Dr. Goodman and her colleagues measured amygdala reactions in 11 patients who viewed emotion-evoking pictures while undergoing functional MRI scans of their brains. The amygdala response in the borderline patients was significantly higher than in a healthy comparison group. The patients then participated in Dialectical Behavior Therapy, which consisted of weekly skills-training classes and weekly individual meetings with a DBT therapist who reviewed and coached the implementation of emotion-regulating skills in patients’ daily lives.
After 12 months of therapy, the patients repeated their exposures to emotion-charged images while their brains were again scanned to measure amygdala activity. The researchers observed more normal amygdala activity at the end of the therapy. Patients also experienced less problematic emotional reactivity in their daily lives. Scores on the emotional regulation questionnaires correlated strongly with the measured reductions of amygdala activation.
Borderline personality disorder can be seen as “emotional ADHD.” Patients experience hyper-reactive and extreme emotions. An overactive amygdala may be to blame. This study shows that Dialectical Behavior Therapy can help to restore emotional balance and may do so by training the amygdala. That it can do this without relying on medications is even more impressive.
Paul Amminger and colleagues published results of a small study with big results. They suggest that omega-3 fatty acids improve the overall level of functioning and reduce the severity of numerous psychiatric symptoms in young people with borderline personality disorder.
The data are from a larger study led by Dr. Amminger at the University of Viennna, Austria. The parent study involved young people with symptoms that suggested a high risk of progressing psychosis. The parent study, enrolled 81 adolescents (average age of 14 to 18 years) thought to be at “ultra-high risk of psychosis.” From that sample, they found and followed 15 patients who also had borderline personality disorder.
About half of the group took an omega-3 supplements that delivered 700 mg of EPA plus 480 mg of DHA per day. The other half took identical placebos containing fish-flavored coconut oil. The study lasted 12 weeks.
By the end of the study, 29% of the patients in the placebo group proceeded to show signs of psychosis; while this happened to none of the omega-3 users.

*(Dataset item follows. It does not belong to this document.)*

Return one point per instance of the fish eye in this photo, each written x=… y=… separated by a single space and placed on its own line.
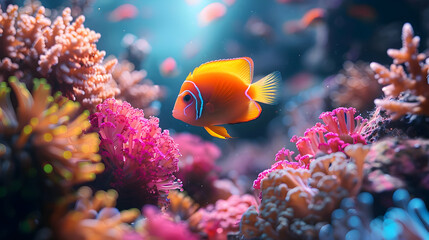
x=187 y=98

The overall level of functioning improved substantially among the borderline personality patients in the omega-3 treated group. In contrast, functioning remained stable yet impaired in the placebo group. (The investigators used the Global Assessment of Functioning Scale to gauge functional status).
Psychiatric symptoms were measured in the study using a rating scale called the Positive and Negative Symptoms Scale (PANSS). Using this measurement scale, the researchers discovered that omega-3 treatment had the biggest impact on: Depression, Feelings of suspiciousness or persecution; Tension; Emotional withdrawal; Anxiety; and Impaired impulse control. They used PANSS symptom subscales to construct a Borderline Personality Severity Score (comprised of items related to suspiciousness, tension, and poor impulse control), and found a very large therapeutic response to the omega-3 treatment.
Although their study group consisted of a relatively small number of volunteers, the effects of the omega-3 treatment were very large. The data suggest that omega-3 fatty acids, at the right doses for a long-enough period of time, can significantly improve the quality of life for people with borderline personality disorder.